Aim: build a function that receives the number of successes, number of failures, run_time, and the ideal_run_rate and returns the performance

In [None]:
# evaluate real_run_rate
real_run_rate = (successes + failures) / run_time # units per minute
real_run_rate

3.0951742102864337

In [None]:
# given ideal_run_rate, evaluate performance
ideal_run_rate = 3.4
performance_value = real_run_rate / ideal_run_rate
performance_value

0.9103453559665982

In [None]:
# create function with all steps
def performance(successes, failures, run_time, ideal_run_rate):
    # evaluate real_run_rate
    real_run_rate = (successes + failures) / run_time

    # return performance
    return real_run_rate / ideal_run_rate

In [None]:
# test for ideal_run_rate = 3.4
performance(successes, failures, run_time, 3.4)

0.9103453559665982

### OEE

oee = availability_value * quality_value * performance_value

Aim: build a function that joins all functions above and receives the df_state, df_count, ideal_run_rate, and line and returns the OEE.

In [None]:
# evaluate OEE based on the previous results
availability_value * quality_value * performance_value

0.7511153820084139

In [None]:
# create a function that runs all previous functions
def oee(df_state, df_count, ideal_run_rate, line):
    availability_value, run_time, down_time = availability(df_state, line)
    quality_value, successes, failures = quality(df_count, line)
    performance_value = performance(successes, failures, run_time, ideal_run_rate)

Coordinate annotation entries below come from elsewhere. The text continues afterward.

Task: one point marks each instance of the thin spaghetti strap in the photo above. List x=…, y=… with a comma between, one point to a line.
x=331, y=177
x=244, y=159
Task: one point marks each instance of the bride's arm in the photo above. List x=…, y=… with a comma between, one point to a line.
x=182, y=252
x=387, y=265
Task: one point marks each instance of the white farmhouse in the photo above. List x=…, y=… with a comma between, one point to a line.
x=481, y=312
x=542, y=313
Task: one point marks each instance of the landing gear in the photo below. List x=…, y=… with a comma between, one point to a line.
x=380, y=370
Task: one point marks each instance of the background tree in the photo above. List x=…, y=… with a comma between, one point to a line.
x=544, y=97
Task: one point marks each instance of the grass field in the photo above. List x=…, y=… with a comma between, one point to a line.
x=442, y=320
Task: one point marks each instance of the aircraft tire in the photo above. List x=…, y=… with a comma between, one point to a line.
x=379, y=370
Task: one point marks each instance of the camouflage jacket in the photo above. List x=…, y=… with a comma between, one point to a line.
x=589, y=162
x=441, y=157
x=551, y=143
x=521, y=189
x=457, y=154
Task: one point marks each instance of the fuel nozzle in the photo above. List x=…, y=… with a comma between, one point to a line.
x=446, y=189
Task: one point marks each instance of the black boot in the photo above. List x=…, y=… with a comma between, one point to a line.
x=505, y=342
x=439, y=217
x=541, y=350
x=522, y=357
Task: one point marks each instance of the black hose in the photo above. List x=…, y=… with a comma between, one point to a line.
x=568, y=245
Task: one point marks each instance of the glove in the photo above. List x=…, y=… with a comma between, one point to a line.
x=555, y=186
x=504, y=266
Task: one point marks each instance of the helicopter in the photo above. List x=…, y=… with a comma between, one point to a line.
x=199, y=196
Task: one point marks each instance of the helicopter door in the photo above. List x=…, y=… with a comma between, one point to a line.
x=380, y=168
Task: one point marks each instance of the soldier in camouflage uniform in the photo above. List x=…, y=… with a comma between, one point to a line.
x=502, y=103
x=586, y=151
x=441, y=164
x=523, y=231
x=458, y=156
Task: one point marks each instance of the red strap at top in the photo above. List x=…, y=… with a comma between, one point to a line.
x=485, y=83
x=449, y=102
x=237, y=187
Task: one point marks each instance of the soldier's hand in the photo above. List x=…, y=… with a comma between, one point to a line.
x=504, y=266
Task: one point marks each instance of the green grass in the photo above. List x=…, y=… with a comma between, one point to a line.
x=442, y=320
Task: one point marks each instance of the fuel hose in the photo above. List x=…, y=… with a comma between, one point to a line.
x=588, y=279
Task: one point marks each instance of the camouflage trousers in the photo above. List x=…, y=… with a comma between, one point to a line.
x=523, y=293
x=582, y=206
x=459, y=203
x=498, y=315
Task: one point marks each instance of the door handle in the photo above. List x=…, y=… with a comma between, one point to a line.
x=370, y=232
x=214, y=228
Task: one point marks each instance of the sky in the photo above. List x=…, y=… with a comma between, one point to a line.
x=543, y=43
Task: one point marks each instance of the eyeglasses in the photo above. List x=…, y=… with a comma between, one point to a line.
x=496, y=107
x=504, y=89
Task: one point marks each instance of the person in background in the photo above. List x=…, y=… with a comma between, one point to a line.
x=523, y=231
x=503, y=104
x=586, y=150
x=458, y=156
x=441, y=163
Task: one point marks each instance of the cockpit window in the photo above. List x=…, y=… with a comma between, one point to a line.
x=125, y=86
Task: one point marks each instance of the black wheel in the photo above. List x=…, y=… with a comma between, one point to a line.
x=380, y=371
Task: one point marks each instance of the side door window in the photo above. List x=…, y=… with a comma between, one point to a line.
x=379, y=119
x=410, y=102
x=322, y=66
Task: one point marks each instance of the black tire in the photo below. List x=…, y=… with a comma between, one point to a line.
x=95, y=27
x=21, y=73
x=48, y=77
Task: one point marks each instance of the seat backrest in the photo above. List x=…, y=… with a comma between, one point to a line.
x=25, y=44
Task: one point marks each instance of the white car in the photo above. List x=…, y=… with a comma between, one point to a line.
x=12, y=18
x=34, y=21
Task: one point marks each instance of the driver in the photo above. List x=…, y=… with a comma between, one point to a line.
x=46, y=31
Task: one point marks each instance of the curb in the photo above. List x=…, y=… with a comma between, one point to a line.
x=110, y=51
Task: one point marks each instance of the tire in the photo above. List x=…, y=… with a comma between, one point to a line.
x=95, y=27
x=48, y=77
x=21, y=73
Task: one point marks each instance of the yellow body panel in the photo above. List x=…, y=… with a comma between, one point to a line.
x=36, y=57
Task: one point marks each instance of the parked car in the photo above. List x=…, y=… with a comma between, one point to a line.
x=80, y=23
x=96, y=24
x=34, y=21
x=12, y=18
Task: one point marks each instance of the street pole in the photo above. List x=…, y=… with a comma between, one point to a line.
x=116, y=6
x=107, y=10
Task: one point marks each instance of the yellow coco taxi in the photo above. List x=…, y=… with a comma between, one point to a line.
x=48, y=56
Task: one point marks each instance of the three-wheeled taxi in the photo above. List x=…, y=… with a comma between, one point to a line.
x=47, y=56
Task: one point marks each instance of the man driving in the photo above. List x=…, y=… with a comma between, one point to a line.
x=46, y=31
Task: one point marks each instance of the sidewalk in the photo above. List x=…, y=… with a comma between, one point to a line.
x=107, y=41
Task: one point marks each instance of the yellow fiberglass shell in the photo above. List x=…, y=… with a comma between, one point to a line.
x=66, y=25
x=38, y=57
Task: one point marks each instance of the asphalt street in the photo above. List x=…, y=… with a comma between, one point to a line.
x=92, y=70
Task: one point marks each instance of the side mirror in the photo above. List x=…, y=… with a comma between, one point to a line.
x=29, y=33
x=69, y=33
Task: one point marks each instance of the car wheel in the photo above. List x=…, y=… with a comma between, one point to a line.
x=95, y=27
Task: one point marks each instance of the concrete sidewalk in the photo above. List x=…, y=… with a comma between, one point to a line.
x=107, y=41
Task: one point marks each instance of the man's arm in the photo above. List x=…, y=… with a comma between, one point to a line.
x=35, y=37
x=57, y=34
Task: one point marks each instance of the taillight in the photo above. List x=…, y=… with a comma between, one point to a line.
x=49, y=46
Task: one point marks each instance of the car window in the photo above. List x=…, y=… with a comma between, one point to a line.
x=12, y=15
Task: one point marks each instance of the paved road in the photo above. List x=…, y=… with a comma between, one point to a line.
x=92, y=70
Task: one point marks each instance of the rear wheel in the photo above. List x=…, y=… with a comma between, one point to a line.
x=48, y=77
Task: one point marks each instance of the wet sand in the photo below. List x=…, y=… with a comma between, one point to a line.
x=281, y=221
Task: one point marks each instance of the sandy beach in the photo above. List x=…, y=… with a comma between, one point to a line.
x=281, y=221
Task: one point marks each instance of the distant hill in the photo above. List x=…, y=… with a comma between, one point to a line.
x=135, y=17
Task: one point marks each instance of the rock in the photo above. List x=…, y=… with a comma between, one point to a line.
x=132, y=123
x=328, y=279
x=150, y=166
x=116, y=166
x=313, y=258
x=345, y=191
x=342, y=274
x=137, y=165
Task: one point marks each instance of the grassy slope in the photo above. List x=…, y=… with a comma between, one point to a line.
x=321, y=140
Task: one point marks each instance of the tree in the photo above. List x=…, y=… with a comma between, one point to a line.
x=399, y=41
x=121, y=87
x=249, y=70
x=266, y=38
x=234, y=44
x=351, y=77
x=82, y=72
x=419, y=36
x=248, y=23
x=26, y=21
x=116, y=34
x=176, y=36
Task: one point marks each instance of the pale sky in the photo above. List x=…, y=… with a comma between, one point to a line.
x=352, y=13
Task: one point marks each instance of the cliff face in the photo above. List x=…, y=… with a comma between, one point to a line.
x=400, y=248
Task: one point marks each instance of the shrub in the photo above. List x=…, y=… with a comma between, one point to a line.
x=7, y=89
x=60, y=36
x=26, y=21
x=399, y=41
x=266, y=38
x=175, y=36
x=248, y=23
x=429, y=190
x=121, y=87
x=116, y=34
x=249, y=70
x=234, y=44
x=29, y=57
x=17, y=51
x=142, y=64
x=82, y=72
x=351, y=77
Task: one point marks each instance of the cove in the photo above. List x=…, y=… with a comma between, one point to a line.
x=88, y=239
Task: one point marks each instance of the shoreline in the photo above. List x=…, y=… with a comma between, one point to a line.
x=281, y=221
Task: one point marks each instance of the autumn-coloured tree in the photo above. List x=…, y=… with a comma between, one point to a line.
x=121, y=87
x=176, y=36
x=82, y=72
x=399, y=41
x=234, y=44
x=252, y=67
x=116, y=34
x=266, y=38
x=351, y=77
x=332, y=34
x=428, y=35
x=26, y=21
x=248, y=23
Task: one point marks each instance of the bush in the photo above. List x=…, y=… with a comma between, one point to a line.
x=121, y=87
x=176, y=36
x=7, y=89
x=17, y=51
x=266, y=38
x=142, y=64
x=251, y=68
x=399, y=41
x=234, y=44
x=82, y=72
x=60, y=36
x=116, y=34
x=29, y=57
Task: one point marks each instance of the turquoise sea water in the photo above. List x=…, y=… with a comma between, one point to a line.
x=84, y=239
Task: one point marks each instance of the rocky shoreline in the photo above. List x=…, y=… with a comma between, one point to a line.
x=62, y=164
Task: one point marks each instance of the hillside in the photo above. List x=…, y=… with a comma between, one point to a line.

    return availability_value * quality_value * performance_value, availability_value, quality_value, performance_value

In [None]:
# test the function for ideal_run_rate = 3.4 and line 2
res = oee(df_state, df_count, 3.4, 'line_2')
print(f'OEE: {res[0]}, Availability: {res[1]}, Quality: {res[2]}, Performance: {res[3]}')

OEE: 0.4895043260683762, Availability: 0.6646911785927448, Quality: 0.9474229474229474, Performance: 0.7773072522596172


# Possible improvements


* Include period selection in the function, so it would be possible to evaluate OEE by day, for example.
* Calculate OEE for all available lines automatically.